Polish Rifle Squads
The Polish Rifle Squads (Polskie Drużyny Strzeleckie, PDS) was a Polish pro-independence paramilitary organization, founded in 1911 by the Youth Independence Organization Zarzewie in the Austro-Hungarian sector of partitioned Poland. Among its founders were Norwid Neugebauer, Marian Januszajtis-Żegota, Henryk Bagiński and Eugeniusz Homer.
The organization was similar in spirit to, and closely cooperated with, the Riflemen's Association. It too was supported by the Austro-Hungarian government, which wanted to raise a Polish army for use in World War I. By 1914 the organization numbered 6,000 members. Most of them joined Józef Piłsudski's Polish Legions in World War I.

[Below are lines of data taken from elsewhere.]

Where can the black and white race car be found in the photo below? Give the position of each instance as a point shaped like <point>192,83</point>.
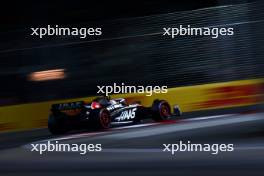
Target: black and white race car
<point>103,113</point>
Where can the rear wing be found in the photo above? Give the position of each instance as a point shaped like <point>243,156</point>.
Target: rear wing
<point>71,108</point>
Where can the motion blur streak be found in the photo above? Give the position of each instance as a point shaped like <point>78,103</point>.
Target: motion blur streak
<point>121,156</point>
<point>47,75</point>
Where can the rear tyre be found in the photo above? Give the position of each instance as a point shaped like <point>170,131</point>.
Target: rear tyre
<point>58,124</point>
<point>161,110</point>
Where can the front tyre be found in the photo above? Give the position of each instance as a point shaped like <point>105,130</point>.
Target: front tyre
<point>161,110</point>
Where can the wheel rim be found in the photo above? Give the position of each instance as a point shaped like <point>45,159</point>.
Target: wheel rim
<point>104,119</point>
<point>164,110</point>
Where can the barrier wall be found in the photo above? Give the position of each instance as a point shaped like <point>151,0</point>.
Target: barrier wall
<point>190,98</point>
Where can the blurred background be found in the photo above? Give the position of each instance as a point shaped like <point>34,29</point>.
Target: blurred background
<point>131,50</point>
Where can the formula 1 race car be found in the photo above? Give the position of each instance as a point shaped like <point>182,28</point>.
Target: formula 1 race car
<point>103,113</point>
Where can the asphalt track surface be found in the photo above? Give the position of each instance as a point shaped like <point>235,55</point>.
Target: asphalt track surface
<point>138,150</point>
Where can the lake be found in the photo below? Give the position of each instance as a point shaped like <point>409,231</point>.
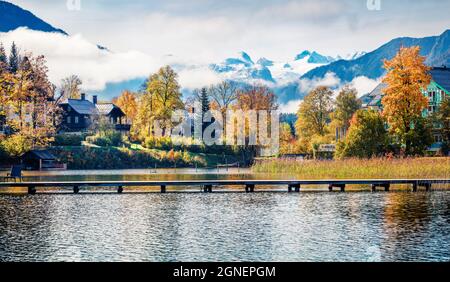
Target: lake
<point>310,226</point>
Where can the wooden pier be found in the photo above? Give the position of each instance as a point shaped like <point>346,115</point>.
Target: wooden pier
<point>249,185</point>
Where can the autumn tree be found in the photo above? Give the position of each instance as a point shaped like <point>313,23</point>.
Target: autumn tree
<point>346,105</point>
<point>443,122</point>
<point>3,59</point>
<point>159,100</point>
<point>314,113</point>
<point>28,104</point>
<point>128,103</point>
<point>367,136</point>
<point>223,95</point>
<point>71,87</point>
<point>287,139</point>
<point>403,103</point>
<point>256,98</point>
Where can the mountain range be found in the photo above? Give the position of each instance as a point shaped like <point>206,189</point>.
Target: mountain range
<point>435,48</point>
<point>284,77</point>
<point>13,17</point>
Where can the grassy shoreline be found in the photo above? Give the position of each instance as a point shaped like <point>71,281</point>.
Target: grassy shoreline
<point>409,168</point>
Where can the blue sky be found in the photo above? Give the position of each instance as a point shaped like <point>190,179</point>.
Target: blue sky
<point>207,30</point>
<point>145,35</point>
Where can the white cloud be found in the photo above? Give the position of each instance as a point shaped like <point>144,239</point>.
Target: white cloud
<point>290,107</point>
<point>198,77</point>
<point>67,55</point>
<point>364,85</point>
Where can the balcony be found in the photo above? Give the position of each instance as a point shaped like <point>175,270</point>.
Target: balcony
<point>123,127</point>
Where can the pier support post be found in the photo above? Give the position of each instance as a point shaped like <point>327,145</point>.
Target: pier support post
<point>207,188</point>
<point>294,187</point>
<point>374,187</point>
<point>341,186</point>
<point>386,186</point>
<point>31,190</point>
<point>250,188</point>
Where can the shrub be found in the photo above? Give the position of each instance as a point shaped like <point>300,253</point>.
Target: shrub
<point>107,139</point>
<point>68,140</point>
<point>16,145</point>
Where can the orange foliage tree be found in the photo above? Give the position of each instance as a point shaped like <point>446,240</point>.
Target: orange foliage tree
<point>128,103</point>
<point>403,103</point>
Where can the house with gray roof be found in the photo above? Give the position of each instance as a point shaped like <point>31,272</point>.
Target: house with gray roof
<point>80,114</point>
<point>436,91</point>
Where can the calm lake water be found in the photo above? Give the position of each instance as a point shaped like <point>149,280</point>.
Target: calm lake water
<point>310,226</point>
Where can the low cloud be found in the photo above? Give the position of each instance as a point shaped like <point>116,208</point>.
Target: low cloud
<point>198,77</point>
<point>67,55</point>
<point>290,107</point>
<point>330,80</point>
<point>364,85</point>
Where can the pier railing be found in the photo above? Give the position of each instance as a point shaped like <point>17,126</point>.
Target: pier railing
<point>248,185</point>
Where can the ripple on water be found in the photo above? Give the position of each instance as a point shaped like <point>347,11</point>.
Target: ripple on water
<point>393,226</point>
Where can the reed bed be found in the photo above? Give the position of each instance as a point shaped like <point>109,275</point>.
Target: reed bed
<point>381,168</point>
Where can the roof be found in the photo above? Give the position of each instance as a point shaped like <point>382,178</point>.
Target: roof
<point>42,154</point>
<point>105,109</point>
<point>83,107</point>
<point>442,77</point>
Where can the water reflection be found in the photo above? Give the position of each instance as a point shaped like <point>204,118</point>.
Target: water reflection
<point>394,226</point>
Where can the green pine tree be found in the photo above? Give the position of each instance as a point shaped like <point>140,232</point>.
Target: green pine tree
<point>3,57</point>
<point>14,59</point>
<point>204,100</point>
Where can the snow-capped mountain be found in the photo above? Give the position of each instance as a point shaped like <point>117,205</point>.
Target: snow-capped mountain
<point>12,17</point>
<point>243,68</point>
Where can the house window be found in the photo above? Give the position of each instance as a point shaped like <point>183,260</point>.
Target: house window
<point>438,138</point>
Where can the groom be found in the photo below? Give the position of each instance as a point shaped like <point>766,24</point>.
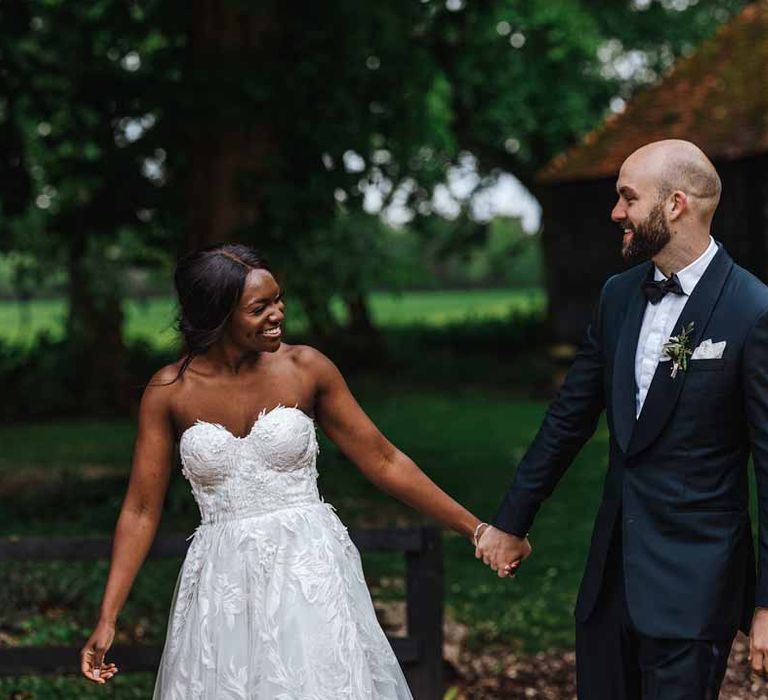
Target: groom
<point>670,575</point>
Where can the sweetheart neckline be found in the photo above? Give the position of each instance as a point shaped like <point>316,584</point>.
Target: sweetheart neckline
<point>263,414</point>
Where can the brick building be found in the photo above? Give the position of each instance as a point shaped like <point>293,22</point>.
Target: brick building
<point>717,98</point>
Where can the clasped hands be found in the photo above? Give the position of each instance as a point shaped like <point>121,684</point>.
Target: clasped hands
<point>501,551</point>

Before its legalization, the PDS operated as an underground organization called Polish Military Alliance (Polski Zwiazek Wojskowy, PZW). Its objective was to prepare the Polish nation for fight for independence, with emphasis on training of officer corps of the future army. In October 1910, the PZW took the name Armia Polska (Polish Army), organizing paramilitary courses in Austrian Galicia, as well as in Congress Poland and Vienna. In 1911-1912, after legalization and changing name to Polish Rifle Squads, the organization had 650 members. By the outbreak of the First World War, its membership grew rapidly, to over 6,000 members, divided into 127 so-called rifle teams. The PDS closely cooperated with the Union of Active Struggle, and as a result, both organizations coordinated their activities, introducing same kind of uniforms. Members of the PDS used several kinds of weapons during military training courses. Most popular were Mannlicher–Schönauer and obsolete M1867 Werndl–Holub rifles.